In reality they are solid plates you put behind the bumpstopper (rubber), to reduce the suspension travel more like said. For GT cars, the effects seems to be based on rideheight. 20mm Packer shift the bumpstop begin to higher ride heights by 20mm. Note that the cars have different bumpstop begin even for packer 0. I made a shot about a c7 being pretty off in this area yesterday here. Of course as they limit rideheight you might see a change in rideheight during a lap, but not standing in the box except maybe C7 which is off as I said allready The LMP and DPI the effect is not working correctly, I made a bug report once. If you set a ride height of 60,70mm you can set 30mm packer, no effect and you touch ground if your springs are too soft. If you lower rideheight to 40, 50mm (no other change), the bumpstop shows effect and you dont touch ground. S397 copies bugs from one to the other car, sadly. So you have 2 choices, go really low and go around corners on the bumpstop or go really high in the Protos lol
In C8R, when I ride height 60 mm and packers 35 mm, ride height in motec = 59 mm. And if packers are 40 mm, ride height in motec = 65 mm
As I said, 0 Packer does not mean that you hit bumpstop at rideheight 0. That depends on model parameters of the car we can not see. If you hit it at 25mm RH for packer 0 , and you add 40mm Packer, you would force your suspension to 65mm even out of the box. Might explain it. I just run a test with default setup, V= 0, changing rear to 60mm RH too. From default packer to 35mm packer both, nothing happens. From 35mm to 40mm Packer the front stiffness increases to 380mm/N and rideheight increases by 3mm. A clear sign that you lift your car by your bumpstopper allready at V= 0. Your available free suspension travel at front is null... The rear shows no reaction so far edit: the inverse logic is that your front suspension will hit bumptstop at ~20mm RH for Packer 0 approx. So if you run a track lap and you go below 20mm front RH (again: for Packer 0), you know you might run in the bumpstop with increased stiffness. That can cause understeer and tire wear, but also stabillity in some cases
The ACС is simpler and graphically clear. And here it turns out that without the motec, the suspension cannot be adjusted correctly.

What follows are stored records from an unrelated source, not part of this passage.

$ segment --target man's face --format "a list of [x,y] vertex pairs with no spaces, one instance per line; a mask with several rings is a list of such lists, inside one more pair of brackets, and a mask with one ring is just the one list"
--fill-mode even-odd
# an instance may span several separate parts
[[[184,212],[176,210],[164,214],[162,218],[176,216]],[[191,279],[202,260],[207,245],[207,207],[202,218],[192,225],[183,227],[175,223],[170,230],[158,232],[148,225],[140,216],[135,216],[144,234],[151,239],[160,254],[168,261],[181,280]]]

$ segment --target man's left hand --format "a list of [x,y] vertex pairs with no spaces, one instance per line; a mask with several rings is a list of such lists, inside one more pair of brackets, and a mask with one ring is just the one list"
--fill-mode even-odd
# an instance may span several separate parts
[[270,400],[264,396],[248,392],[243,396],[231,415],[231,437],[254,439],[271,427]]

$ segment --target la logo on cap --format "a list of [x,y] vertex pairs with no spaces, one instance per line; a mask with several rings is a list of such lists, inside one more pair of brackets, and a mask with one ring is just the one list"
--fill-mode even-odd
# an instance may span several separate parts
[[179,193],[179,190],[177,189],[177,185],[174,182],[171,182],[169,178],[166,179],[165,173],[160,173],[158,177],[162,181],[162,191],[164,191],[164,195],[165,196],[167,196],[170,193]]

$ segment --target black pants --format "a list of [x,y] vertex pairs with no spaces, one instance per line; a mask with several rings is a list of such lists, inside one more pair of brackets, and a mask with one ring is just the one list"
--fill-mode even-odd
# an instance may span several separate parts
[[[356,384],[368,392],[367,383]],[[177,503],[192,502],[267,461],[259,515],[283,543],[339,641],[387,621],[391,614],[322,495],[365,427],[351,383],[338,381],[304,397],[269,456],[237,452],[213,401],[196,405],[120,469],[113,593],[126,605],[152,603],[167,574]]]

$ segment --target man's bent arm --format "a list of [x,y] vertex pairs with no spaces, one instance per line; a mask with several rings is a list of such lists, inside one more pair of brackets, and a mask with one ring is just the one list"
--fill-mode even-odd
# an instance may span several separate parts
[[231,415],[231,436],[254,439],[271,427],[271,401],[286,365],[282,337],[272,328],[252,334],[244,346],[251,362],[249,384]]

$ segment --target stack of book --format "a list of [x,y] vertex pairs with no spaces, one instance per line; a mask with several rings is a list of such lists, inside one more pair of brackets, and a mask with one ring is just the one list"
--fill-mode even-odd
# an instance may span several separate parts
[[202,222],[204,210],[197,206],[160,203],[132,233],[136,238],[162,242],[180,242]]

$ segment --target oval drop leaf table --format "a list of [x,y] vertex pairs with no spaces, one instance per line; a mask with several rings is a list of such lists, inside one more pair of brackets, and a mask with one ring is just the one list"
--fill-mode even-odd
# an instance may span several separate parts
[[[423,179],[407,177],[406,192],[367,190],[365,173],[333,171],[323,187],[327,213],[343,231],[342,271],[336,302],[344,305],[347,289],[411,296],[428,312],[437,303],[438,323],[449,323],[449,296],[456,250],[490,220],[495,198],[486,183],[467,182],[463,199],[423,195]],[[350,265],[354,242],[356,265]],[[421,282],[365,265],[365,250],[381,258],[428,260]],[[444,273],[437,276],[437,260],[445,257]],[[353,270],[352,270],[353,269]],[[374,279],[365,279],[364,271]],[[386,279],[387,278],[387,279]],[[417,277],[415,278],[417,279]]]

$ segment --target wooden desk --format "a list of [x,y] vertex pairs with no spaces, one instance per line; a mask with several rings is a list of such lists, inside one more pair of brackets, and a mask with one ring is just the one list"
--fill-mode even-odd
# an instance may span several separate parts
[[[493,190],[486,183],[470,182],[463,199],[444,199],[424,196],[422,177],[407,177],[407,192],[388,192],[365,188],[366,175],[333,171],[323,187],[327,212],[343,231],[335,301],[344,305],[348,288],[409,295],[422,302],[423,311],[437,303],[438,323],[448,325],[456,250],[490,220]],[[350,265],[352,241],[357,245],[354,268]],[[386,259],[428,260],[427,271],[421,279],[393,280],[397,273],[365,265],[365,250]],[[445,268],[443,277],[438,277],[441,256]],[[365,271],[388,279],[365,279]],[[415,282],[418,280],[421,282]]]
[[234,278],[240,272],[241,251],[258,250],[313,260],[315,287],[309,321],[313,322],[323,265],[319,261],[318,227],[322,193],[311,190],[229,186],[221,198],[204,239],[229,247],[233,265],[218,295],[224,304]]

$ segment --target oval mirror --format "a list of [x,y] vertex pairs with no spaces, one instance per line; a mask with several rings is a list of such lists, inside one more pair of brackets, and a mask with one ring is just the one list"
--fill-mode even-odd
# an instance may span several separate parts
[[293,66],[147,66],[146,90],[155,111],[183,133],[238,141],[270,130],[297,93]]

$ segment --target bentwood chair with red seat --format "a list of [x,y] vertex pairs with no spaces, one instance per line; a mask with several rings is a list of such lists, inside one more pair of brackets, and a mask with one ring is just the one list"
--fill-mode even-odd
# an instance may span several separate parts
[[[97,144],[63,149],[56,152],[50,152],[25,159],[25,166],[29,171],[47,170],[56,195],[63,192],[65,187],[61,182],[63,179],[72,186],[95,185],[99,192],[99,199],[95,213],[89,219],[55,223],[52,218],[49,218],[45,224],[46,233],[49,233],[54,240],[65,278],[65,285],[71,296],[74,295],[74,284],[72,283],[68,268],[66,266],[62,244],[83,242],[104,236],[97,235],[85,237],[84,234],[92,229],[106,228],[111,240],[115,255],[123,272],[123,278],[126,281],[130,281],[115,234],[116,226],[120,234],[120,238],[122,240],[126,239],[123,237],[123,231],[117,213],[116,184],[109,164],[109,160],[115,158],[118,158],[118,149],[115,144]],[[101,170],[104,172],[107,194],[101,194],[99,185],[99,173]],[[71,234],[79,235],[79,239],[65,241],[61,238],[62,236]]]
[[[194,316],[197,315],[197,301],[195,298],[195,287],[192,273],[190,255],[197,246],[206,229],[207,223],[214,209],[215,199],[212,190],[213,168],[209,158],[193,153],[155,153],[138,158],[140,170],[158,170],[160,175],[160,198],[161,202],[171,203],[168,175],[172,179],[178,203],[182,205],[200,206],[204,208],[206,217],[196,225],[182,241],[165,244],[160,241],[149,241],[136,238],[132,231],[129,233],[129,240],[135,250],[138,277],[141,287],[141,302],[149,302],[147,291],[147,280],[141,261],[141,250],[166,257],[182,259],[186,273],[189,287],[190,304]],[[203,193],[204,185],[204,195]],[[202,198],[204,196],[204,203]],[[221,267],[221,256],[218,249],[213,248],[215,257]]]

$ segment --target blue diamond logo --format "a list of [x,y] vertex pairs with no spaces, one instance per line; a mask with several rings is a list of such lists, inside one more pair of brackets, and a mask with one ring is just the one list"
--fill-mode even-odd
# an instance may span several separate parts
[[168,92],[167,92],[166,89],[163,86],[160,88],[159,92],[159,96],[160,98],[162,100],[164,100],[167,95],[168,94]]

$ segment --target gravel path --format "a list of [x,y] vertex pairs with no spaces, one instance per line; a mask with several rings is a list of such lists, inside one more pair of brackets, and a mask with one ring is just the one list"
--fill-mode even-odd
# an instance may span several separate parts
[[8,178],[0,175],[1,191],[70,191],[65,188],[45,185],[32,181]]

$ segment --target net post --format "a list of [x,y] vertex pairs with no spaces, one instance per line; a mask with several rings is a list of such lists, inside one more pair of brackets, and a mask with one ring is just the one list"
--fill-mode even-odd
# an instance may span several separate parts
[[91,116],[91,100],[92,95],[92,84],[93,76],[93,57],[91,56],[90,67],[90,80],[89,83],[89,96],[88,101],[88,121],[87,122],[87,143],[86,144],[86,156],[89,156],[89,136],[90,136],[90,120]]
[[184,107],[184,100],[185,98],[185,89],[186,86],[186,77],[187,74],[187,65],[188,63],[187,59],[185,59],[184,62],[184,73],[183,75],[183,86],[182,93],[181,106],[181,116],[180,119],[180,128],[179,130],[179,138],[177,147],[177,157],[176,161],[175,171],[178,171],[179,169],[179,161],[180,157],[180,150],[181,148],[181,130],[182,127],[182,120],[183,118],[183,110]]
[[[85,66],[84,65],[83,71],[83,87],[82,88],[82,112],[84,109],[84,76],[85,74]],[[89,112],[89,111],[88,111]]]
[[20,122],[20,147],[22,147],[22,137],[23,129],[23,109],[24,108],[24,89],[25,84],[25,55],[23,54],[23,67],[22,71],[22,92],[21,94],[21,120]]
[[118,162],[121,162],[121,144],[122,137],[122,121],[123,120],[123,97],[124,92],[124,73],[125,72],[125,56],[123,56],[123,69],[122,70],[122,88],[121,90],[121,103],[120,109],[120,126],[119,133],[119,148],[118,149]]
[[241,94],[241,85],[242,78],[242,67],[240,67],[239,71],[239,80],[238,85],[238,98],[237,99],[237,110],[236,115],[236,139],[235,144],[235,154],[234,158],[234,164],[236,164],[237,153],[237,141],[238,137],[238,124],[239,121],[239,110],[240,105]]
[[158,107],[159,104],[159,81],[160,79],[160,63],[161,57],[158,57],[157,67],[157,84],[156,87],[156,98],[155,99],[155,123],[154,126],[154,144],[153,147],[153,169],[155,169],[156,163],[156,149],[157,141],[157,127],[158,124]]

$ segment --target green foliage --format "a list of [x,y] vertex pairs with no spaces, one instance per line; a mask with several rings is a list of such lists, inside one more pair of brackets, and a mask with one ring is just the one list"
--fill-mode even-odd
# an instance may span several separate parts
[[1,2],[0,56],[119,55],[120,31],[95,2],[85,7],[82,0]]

Nice finding Stefan! So therefor the bumpstop itself must have a height around 25mm, which make sense of course, as packers are basically only the spacers to adjust bumpstop height. How could you determine this "front stiffness increases to 380mm/N"? Would be nice to have some sort of "suspension travel left" value shown at the setup page then. I did a quick look into "skipbarber.hdv" example file, but coudn't found any specific sort of "BumpStopHeight" value. Maybe it's been done with "BumpTravel" and "BumpStopTravels".
I dont think that bumpstop have a "height". A stiffness constant that takes over yes, but not a final limit. I think they are an infinite large spring actually. You don´t have a superhard final end contact like in reality- This allows us easily to climb up some 100mm curps / rims on street tracks at super high speed without breaking our suspension or flying off
Bunpstop stiffnes (BumpStopSpring), as well as progression of spring rate (BumpStopRisingSpring) are both part of a ".hdv" file.
I know what you mean and I'm not far from thinking like you, but I'm still struggling to find an objective way to highlight it. Without objectivity, it is only one opinion among many, and therefore useless. I look at telemetry, I compare it with other simulators but I see nothing conclusive, at least nothing that proves that it is not normal or abusive. I would like to have MOTEC data from real GT3s to compare but I don't know where to get it, assuming it even exists on the web... All I can say is that indeed, I find it a bit too easy to do but I clearly don't find it efficient, I'm much more efficient if I follow the ideal trajectory correctly.
Changing only one axle is not abnormal in fact, it is even often used with the Porsche for example because of its short wheelbase and the flexibility of its chassis. Preventing the front axle from rolling allows to stabilize the rear for example.